“Do as I say, not as I do.” How many times did we hear something like that when we were growing up? Both parents and teachers have used that one. The problem with that line of thinking is clearly illustrated with another axiom: “what you do speaks so loudly that I can’t hear what you say.” Modeling the behavior we desire from our children is critical in helping to teach our kids good habits, and the moral values we want to pass on to them.
My old pastor used to say, “More is caught than taught” when it comes to teaching kids the things that really matter. In my previous career as a social worker I used to do a lot of home visits. On more than one occasion, I became sad when I would hear young children use profanity in the home – even in front of their parents. Then, I would hear the parent use the same language in front of their kids. Other times I would try and talk to the children and the parent would have “R-Rated” movies playing in the background with plenty of sex and violence.

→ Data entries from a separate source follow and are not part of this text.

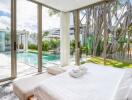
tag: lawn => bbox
[87,57,132,68]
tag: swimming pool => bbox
[17,52,60,66]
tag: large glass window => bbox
[17,0,38,75]
[0,0,11,80]
[42,7,60,67]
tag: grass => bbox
[87,57,132,68]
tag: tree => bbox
[43,31,49,36]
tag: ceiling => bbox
[30,0,104,12]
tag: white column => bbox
[60,12,70,67]
[37,4,42,72]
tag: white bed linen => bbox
[34,63,130,100]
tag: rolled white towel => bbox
[79,66,88,74]
[69,68,83,78]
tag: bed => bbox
[34,63,132,100]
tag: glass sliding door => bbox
[16,0,38,76]
[42,7,60,68]
[0,0,11,80]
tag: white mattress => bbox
[34,63,129,100]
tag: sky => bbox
[0,0,60,32]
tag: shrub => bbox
[42,40,50,51]
[28,44,37,50]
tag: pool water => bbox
[17,52,60,66]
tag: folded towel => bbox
[69,67,87,78]
[79,66,87,74]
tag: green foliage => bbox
[50,39,60,49]
[96,40,104,56]
[42,40,50,51]
[70,40,75,55]
[43,31,49,36]
[19,43,23,49]
[28,44,37,50]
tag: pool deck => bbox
[0,54,44,80]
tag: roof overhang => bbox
[30,0,105,12]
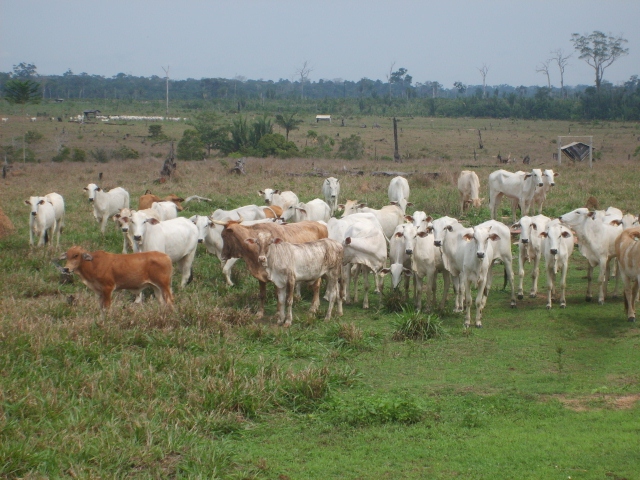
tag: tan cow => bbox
[60,246,173,310]
[616,227,640,322]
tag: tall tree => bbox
[276,113,304,142]
[478,63,489,98]
[551,48,571,98]
[571,30,629,92]
[536,59,552,91]
[296,60,313,99]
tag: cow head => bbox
[84,183,102,202]
[58,246,93,273]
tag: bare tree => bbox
[536,58,553,92]
[296,60,313,99]
[551,48,572,98]
[387,60,396,96]
[478,63,489,98]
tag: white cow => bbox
[84,183,129,234]
[560,208,622,305]
[258,188,300,211]
[322,177,340,216]
[282,198,331,222]
[489,168,544,223]
[462,225,509,328]
[411,226,451,311]
[458,170,484,213]
[540,218,573,309]
[245,232,343,327]
[342,219,387,309]
[24,194,60,247]
[338,200,405,238]
[532,169,560,214]
[151,202,178,221]
[113,208,162,253]
[380,223,418,299]
[388,177,413,213]
[129,212,198,287]
[427,217,473,312]
[513,215,549,300]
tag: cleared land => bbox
[0,114,640,479]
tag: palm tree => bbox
[276,113,304,142]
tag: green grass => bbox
[0,120,640,479]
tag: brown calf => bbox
[60,246,173,309]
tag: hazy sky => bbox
[0,0,640,88]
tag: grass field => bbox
[0,112,640,479]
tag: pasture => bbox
[0,114,640,479]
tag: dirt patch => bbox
[549,393,640,412]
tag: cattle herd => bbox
[25,168,640,327]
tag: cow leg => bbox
[440,270,451,310]
[222,258,240,287]
[547,265,556,309]
[257,280,267,319]
[358,265,369,310]
[585,264,593,302]
[560,258,569,308]
[518,249,529,300]
[529,253,540,298]
[283,275,296,327]
[308,278,322,313]
[598,261,609,305]
[413,273,422,312]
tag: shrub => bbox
[338,134,364,160]
[111,145,140,160]
[51,147,71,162]
[393,308,445,340]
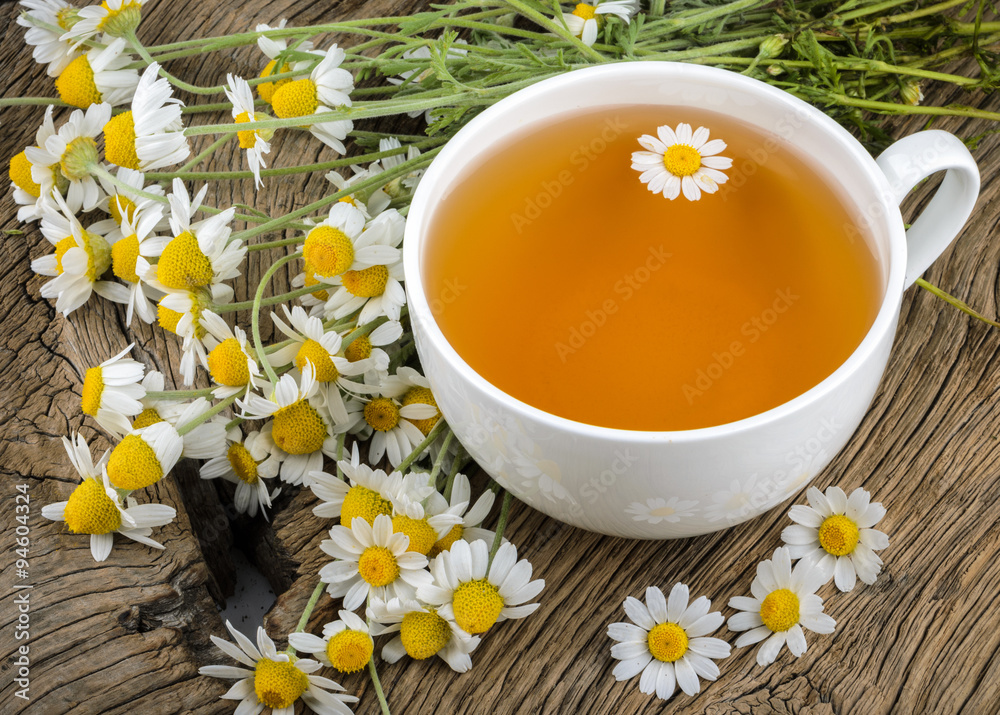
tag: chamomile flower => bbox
[236,363,337,486]
[319,514,431,611]
[729,546,837,666]
[225,74,274,188]
[42,435,177,561]
[417,541,545,635]
[198,621,358,715]
[17,0,80,77]
[781,487,889,591]
[288,611,375,673]
[271,45,354,154]
[368,598,479,673]
[632,122,733,201]
[608,583,729,700]
[324,209,406,325]
[200,427,281,518]
[56,37,139,109]
[104,62,191,171]
[106,422,184,491]
[563,0,639,47]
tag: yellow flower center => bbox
[760,588,799,633]
[663,144,701,176]
[340,484,392,527]
[271,400,327,454]
[819,514,860,556]
[302,226,354,278]
[427,524,465,558]
[80,366,104,417]
[326,628,375,673]
[253,658,309,709]
[646,623,688,663]
[226,442,259,485]
[63,479,122,534]
[132,407,163,429]
[104,110,139,172]
[344,335,372,362]
[452,578,504,635]
[365,397,399,432]
[271,78,319,119]
[9,151,42,199]
[257,60,292,104]
[108,434,163,489]
[403,387,441,435]
[156,231,215,288]
[358,546,399,586]
[340,266,389,298]
[392,514,437,556]
[295,339,340,382]
[56,55,101,109]
[111,233,139,283]
[208,338,250,387]
[399,611,451,660]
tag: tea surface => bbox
[424,105,881,430]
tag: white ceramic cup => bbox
[403,62,979,539]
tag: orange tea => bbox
[424,105,882,430]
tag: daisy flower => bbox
[271,45,354,154]
[104,62,191,172]
[781,487,889,591]
[632,123,733,201]
[42,434,177,561]
[319,514,431,611]
[198,621,358,715]
[200,427,281,518]
[417,541,545,635]
[563,0,639,47]
[106,422,184,491]
[24,103,111,211]
[288,610,375,673]
[324,209,406,325]
[56,37,139,109]
[608,583,729,700]
[225,74,274,188]
[729,546,837,666]
[17,0,80,77]
[368,598,479,673]
[236,363,337,486]
[80,343,146,438]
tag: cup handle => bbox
[875,129,979,288]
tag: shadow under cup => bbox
[403,62,906,539]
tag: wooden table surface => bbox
[0,0,1000,715]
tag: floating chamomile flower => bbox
[563,0,639,47]
[417,541,545,635]
[271,45,354,154]
[200,427,281,518]
[368,598,479,673]
[781,487,889,591]
[608,583,729,700]
[225,74,274,188]
[729,546,837,666]
[319,514,431,611]
[42,435,177,561]
[632,123,733,201]
[56,37,139,109]
[288,611,375,673]
[198,621,358,715]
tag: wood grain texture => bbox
[0,0,1000,715]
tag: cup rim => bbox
[403,61,906,443]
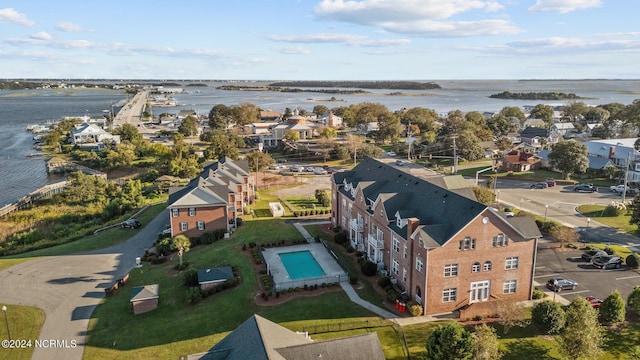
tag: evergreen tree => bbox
[558,296,604,359]
[424,323,474,360]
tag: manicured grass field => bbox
[0,304,44,360]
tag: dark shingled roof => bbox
[334,158,487,245]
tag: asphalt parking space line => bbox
[616,275,640,280]
[533,273,560,279]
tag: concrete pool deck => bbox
[262,243,349,290]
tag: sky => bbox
[0,0,640,80]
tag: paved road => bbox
[0,213,167,360]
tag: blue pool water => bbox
[278,250,326,280]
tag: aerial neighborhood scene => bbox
[0,0,640,360]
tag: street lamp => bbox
[2,305,11,340]
[584,218,591,247]
[544,205,549,221]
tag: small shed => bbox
[269,202,284,217]
[130,284,160,315]
[198,266,233,290]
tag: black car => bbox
[573,184,598,192]
[547,278,578,292]
[582,250,609,262]
[120,219,142,229]
[591,255,622,269]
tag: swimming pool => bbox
[278,250,326,280]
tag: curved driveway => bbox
[0,212,167,360]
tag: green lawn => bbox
[0,304,44,360]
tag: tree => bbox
[424,323,473,360]
[531,300,566,334]
[529,104,553,129]
[496,300,527,334]
[627,286,640,314]
[471,324,502,360]
[173,235,191,268]
[558,296,604,359]
[549,140,589,180]
[549,225,580,248]
[600,290,627,323]
[473,186,496,205]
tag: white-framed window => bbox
[493,234,509,247]
[444,264,458,277]
[469,280,491,302]
[504,256,518,270]
[502,280,518,294]
[482,261,491,271]
[442,288,458,302]
[458,236,476,250]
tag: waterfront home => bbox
[331,158,541,318]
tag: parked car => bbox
[591,255,622,269]
[573,184,598,192]
[547,277,578,292]
[120,219,142,229]
[582,250,609,262]
[585,296,603,309]
[531,182,549,189]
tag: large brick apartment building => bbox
[332,158,541,315]
[167,157,254,237]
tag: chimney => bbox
[407,218,420,240]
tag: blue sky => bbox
[0,0,640,80]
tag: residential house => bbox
[583,138,640,182]
[496,150,542,172]
[71,123,120,150]
[331,158,541,317]
[167,157,254,237]
[520,127,549,153]
[187,315,384,360]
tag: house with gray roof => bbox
[188,315,384,360]
[167,157,254,237]
[331,158,541,318]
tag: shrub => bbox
[360,261,378,276]
[184,269,198,287]
[624,254,638,269]
[600,290,626,323]
[532,288,547,300]
[531,300,566,334]
[186,287,202,304]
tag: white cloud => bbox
[29,31,51,41]
[266,33,411,47]
[315,0,522,37]
[56,22,83,32]
[0,8,34,26]
[276,46,311,55]
[529,0,602,14]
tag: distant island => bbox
[216,85,369,95]
[489,91,587,100]
[269,81,441,90]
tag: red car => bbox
[585,296,602,309]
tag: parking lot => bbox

Is it any wonder that these same children are getting into trouble at school for disrespecting their teachers and administrators by using profanity? Of course there are even worse behaviors that these children are involved in before, during and after school. But, it starts with a permissive attitude at home, and a poor example by parents, who just don’t care anymore.
Many of these parents were raised the same way in their homes. Poverty, domestic violence, emotional abuse, and substance abuse are a part of their everyday life. Drug and alcohol use is an attempt by many to self medicate in order to hide from their pain –a pain that never really goes away. Some parents don’t use drugs and alcohol to escape, but they might use sex, music, or movies to mask their pain. Still, some parents put their child in front of the TV as a substitute babysitter. At some point, the parents just gave up on caring about what their kids were actually watching on TV and putting into their minds.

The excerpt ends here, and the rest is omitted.